Please do *NOT* contact me if you are: looking for an immediate sexual relationship (pictures, videos, meetup, etc.), are in a relationship of *any* kind or share your partners (whether online or offline), smoke, or have children. I'm interested in getting to know someone, on a platonic level, as well as seeing if we have chemistry before diving deep into this - I think trust is vital in d/s relationships, as well as knowing who the other person is. I'm a friendly, honest person, and looking for the same in turn. :)
I am a monogamous person - I remember this being an issue when I was on the Cage before. I am not interested in anyone who is married or dating (online or offline), has a mistress/master/slave/pet/etc, or is very open sexually (in a public way - such as someone who has self-explicit videos of themselves on their profile/s) it's simply not for me.

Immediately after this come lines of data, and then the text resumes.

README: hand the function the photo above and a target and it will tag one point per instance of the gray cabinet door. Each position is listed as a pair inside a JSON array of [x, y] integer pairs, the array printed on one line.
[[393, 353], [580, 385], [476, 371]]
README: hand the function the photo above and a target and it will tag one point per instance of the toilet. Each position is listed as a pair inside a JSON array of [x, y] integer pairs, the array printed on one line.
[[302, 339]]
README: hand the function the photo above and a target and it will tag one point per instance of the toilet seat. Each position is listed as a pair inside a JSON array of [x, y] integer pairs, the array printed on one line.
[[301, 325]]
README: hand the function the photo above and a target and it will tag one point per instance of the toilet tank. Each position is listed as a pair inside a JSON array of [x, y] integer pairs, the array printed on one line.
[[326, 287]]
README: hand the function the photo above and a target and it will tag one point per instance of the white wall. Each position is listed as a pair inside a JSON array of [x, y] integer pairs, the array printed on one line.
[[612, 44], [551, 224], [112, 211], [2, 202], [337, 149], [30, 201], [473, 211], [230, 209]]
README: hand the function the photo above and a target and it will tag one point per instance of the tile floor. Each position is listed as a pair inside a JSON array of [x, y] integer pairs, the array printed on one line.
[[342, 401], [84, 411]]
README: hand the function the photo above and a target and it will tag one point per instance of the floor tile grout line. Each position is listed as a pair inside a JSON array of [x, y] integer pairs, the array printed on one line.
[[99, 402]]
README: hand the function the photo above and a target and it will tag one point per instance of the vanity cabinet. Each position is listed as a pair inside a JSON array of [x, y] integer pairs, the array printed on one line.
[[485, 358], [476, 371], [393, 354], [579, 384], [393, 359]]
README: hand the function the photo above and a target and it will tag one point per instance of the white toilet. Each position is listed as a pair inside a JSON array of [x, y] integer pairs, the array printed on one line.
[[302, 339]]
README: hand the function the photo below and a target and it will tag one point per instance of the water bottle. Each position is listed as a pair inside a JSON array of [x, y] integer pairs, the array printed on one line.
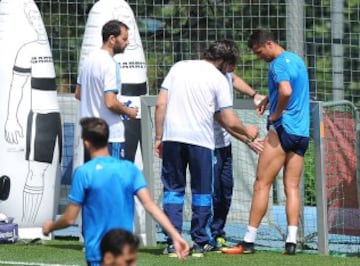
[[127, 104]]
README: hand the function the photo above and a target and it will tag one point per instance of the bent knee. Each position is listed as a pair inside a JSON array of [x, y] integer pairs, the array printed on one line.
[[261, 184]]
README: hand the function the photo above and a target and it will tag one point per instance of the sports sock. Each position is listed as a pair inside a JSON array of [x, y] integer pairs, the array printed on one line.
[[250, 234], [292, 232]]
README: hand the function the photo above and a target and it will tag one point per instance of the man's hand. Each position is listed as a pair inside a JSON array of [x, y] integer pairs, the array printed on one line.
[[158, 148], [132, 112], [260, 102], [252, 131]]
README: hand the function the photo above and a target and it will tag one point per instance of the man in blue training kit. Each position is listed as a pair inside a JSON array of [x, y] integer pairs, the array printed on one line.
[[288, 135], [104, 189]]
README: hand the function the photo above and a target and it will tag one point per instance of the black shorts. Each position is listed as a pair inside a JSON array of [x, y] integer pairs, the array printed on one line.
[[290, 142], [42, 132]]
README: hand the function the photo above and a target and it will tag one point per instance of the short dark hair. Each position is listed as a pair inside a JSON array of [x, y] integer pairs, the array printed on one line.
[[116, 239], [222, 49], [260, 37], [112, 27], [95, 130]]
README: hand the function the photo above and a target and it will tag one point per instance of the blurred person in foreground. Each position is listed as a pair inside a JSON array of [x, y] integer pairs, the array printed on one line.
[[119, 248], [104, 189]]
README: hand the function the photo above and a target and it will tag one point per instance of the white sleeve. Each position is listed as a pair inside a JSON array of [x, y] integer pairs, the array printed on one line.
[[223, 95]]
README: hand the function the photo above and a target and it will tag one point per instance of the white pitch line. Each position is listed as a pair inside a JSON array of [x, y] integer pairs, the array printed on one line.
[[33, 263]]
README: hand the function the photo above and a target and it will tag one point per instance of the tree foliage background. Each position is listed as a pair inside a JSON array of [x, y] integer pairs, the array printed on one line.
[[174, 30]]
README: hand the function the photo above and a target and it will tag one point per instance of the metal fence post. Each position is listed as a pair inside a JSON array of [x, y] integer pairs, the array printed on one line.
[[321, 200], [147, 152]]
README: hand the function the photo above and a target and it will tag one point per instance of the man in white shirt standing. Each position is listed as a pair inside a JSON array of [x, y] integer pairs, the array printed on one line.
[[99, 83], [189, 96]]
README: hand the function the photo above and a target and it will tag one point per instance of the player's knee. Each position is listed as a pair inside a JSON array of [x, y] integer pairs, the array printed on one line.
[[261, 185]]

I also *do* believe that physical attraction is important. If we aren't attracted to each other's looks, I don't believe there's anything wrong with that. I'm not attracted to overweight/stout males, ones who aren't well-groomed, or if you look, well...creepy. I don't mind location (whether you're in the states or international - I'm used to LDRs!), ethnicity, or an age difference - I've always gravitated toward older men, though someone with children is a hard limit for me.
I've had people message me over and over, and was forced to change my number before because of this - if we aren't a match for each other, it's okay. There's truly someone for everyone, you and me included. :)
Just rejoined the Cage, after several months of inactivity, and sorting things out! I'm hoping to find an understanding dom, someone who can help me find my place, and share a connection with. :) Happy to chat with anyone (submissive/switch/dominant), just, please don't send me something creepy.